Food Intolerances in Humans and Dogs
In our first blog, we looked at what can happen to dogs when they react to food. We saw three types of reaction; allergy, sensitivity and intolerance. Allergy is an immediate response like a bee sting. Sensitivity is a delayed response like bloating or diarrhoea after 24-48 hours. Intolerance can look similar to a delayed response but doesn’t involve the immune system as much. All three affect either the skin (and/or ears, rears and feet) or the gut or both. All involve disruption of the gut bugs, the intestinal microbiome.
Food Intolerances in Humans and Animals
I used to think food intolerances were the poor cousin in the allergy-sensitivity-intolerance trio of food issues, but lately, I’m thinking the research in this field is pulling its weight.
I now discover there are layers and layers of intolerance! Here’s a list to keep things simple:
1. Non-allergic food intolerances, including FODMAP*, wheat, lactose, histamine, food additives and bioactive chemical sensitivities.
2. Genetic food intolerances, in people, these include intolerance of sugar and starch because of digestive enzyme deficiencies.
1. Non-allergic Food Intolerances
To hit the nail on the head, these issues don’t involve the immune system, like classic chicken or beef sensitivity/hypersensitivities, where the body’s reaction to food is the problem. But the physical results are similar.
I see it as food entering the gut and then disrupting the happy bug equilibrium. The changed microbiome then has less ability to cope with the sugars and fibre going through the gut.
Wheat protein reactions go in the ‘sensitivity’ bracket (in my other article) because they are immune-mediated. Fermentation and maldigestion of wheat go in the ‘microbiome disruptor’ category. This is the same for lactose, milk sugar; it ferments, upsets bugs, creating bloating, pain and wind.
Histamine laden foods like dried meats and fish (!), all cheeses, avocado, sauerkraut, spinach, tomatoes and vinegars (including apple cider vinegar, I’m afraid) can overwhelm the gut with inflammatory signals, causing chronic IBS and itchy skin diseases in humans and dogs.
Food additives are some of the antioxidants, colours, nitrates and sulphites we add to human and animal foods, unfortunately. Raw complete foods usually contain none of these.
Bioactive chemicals are molecules in food that exert and effect on the eater. They disrupt the microbiome. Mundane items like cheese, banana, ham and fish, tomatoes and apples are full of them. Biochemists have identified some as amines (Cheese and chocolate), glutamates (tomatoes) and salicylates (apples and tomatoes).

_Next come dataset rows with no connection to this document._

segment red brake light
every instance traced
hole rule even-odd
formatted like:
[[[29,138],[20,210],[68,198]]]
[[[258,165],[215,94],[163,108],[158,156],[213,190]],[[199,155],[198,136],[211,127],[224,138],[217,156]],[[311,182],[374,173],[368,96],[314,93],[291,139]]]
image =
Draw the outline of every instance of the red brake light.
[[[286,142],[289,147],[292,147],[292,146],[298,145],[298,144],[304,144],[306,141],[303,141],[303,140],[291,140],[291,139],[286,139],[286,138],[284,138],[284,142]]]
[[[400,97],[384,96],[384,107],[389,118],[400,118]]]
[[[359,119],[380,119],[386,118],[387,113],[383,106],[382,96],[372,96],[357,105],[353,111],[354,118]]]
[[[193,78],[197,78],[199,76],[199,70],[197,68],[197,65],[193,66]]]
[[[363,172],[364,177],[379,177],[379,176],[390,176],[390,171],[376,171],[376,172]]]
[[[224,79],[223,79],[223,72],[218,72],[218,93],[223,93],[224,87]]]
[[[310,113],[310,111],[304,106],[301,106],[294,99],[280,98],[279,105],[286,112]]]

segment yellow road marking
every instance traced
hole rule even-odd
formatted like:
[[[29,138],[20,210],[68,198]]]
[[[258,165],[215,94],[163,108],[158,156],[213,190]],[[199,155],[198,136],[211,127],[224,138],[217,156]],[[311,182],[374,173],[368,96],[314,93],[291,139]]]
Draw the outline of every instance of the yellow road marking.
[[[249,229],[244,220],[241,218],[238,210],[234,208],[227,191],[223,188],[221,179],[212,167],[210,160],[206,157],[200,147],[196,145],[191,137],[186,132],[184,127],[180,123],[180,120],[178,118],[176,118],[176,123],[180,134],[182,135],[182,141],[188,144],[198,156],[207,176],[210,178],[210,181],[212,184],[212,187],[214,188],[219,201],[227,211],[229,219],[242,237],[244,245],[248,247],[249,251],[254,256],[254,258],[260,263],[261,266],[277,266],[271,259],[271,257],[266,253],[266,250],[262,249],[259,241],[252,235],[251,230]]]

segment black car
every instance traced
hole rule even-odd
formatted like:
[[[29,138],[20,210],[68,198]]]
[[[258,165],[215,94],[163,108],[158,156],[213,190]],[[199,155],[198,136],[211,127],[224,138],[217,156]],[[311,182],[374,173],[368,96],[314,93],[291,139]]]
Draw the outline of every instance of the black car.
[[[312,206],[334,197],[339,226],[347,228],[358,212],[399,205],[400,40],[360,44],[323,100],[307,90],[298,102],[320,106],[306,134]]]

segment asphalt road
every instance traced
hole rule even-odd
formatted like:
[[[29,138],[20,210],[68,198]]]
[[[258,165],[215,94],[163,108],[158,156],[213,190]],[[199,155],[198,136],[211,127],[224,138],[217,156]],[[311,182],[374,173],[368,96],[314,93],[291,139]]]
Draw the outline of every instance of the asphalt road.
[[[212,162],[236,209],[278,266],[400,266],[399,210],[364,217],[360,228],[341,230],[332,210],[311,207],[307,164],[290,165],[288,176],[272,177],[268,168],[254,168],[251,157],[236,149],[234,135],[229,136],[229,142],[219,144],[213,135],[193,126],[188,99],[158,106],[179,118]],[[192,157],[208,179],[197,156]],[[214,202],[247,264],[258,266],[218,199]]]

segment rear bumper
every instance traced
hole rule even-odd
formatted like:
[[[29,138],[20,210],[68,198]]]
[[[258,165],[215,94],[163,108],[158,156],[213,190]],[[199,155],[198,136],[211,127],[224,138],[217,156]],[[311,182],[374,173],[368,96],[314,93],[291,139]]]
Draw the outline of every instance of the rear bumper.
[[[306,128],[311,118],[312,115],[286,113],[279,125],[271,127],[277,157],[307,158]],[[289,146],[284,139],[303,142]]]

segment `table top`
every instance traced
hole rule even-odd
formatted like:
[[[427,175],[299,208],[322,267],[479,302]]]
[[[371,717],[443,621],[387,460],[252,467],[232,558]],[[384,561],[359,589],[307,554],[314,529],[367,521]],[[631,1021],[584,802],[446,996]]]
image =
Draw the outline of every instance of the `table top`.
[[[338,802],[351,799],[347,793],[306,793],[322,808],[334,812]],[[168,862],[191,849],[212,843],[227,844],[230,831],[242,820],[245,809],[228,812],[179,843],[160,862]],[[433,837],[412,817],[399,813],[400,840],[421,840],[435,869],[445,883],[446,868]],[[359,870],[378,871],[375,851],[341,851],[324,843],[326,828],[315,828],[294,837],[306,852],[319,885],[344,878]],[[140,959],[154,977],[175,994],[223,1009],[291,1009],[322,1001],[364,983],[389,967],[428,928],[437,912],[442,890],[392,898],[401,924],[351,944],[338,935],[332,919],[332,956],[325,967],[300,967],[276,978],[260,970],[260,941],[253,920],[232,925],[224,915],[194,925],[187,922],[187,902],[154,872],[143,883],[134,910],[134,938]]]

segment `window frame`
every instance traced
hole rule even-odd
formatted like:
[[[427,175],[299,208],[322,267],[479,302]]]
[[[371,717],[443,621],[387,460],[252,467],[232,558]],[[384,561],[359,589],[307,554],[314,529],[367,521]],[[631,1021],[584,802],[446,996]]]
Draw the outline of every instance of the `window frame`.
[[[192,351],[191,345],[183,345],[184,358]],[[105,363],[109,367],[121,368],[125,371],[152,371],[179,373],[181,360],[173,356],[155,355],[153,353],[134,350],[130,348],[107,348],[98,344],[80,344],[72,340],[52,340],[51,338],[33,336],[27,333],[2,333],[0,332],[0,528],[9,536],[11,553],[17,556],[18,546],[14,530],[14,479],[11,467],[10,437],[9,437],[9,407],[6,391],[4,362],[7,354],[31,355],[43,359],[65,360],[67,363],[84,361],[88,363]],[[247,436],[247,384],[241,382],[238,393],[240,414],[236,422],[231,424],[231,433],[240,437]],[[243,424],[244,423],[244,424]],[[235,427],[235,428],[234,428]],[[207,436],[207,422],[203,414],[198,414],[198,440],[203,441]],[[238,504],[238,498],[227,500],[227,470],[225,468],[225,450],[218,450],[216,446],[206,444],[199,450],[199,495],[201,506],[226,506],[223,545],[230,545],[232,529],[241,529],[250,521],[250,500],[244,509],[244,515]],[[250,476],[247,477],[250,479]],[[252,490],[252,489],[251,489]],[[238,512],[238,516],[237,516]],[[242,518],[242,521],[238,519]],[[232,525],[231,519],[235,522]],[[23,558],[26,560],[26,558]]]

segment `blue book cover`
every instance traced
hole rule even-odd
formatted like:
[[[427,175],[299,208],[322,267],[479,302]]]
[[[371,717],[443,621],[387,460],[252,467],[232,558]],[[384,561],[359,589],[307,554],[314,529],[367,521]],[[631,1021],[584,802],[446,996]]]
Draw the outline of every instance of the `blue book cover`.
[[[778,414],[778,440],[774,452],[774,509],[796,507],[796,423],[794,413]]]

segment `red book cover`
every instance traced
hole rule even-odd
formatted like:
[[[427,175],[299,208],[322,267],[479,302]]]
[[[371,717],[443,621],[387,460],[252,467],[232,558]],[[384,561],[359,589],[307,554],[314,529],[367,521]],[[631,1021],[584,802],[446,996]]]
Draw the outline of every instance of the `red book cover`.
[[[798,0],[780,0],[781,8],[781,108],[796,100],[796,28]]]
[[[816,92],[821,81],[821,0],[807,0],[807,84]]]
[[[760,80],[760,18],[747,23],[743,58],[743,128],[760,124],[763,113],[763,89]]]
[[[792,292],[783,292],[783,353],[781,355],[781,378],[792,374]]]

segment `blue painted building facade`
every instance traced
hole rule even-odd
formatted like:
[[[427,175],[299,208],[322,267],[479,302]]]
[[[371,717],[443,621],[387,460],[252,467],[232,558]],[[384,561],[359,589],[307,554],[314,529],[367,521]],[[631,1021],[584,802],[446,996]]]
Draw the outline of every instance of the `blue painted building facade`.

2. Genetic issues Leading to Food Intolerances
Simply put, these are where you’re born without the gene for a digestive enzyme, so you can’t eat certain foods. They are well studied in people, but less so in vet med.
In people, the most common is called a sucrase-isomaltase deficiency. These are two enzymes that digest sugars in humans, and if you’ve not got them, you get uncomfortable when you eat certain foods. You’ll hear people say “Oh, I can’t eat watermelon, but mangoes are fine”, for example.
Summary
Don’t get bogged down in detail. If your dog can ‘eat everything’, you can disregard all of the above. If your dog has got food issues unresponsive to a simple elimination diet, then it’s worth printing this article out and taking it to the vets to discuss food intolerances.
Alternatively, you can start systematically eliminating non-protein food items from the diet, one week at a time, sequentially. It’s laborious, but it’s worth it!
*FODMAP defined as ‘Fermentable oligo-,di-,mono-saccharides and polyols’. Simply speaking, they’re types of sugars that cause over-fermentation and gas, or draw moisture into the gut by osmosis, causing ‘osmotic diarrhoea’.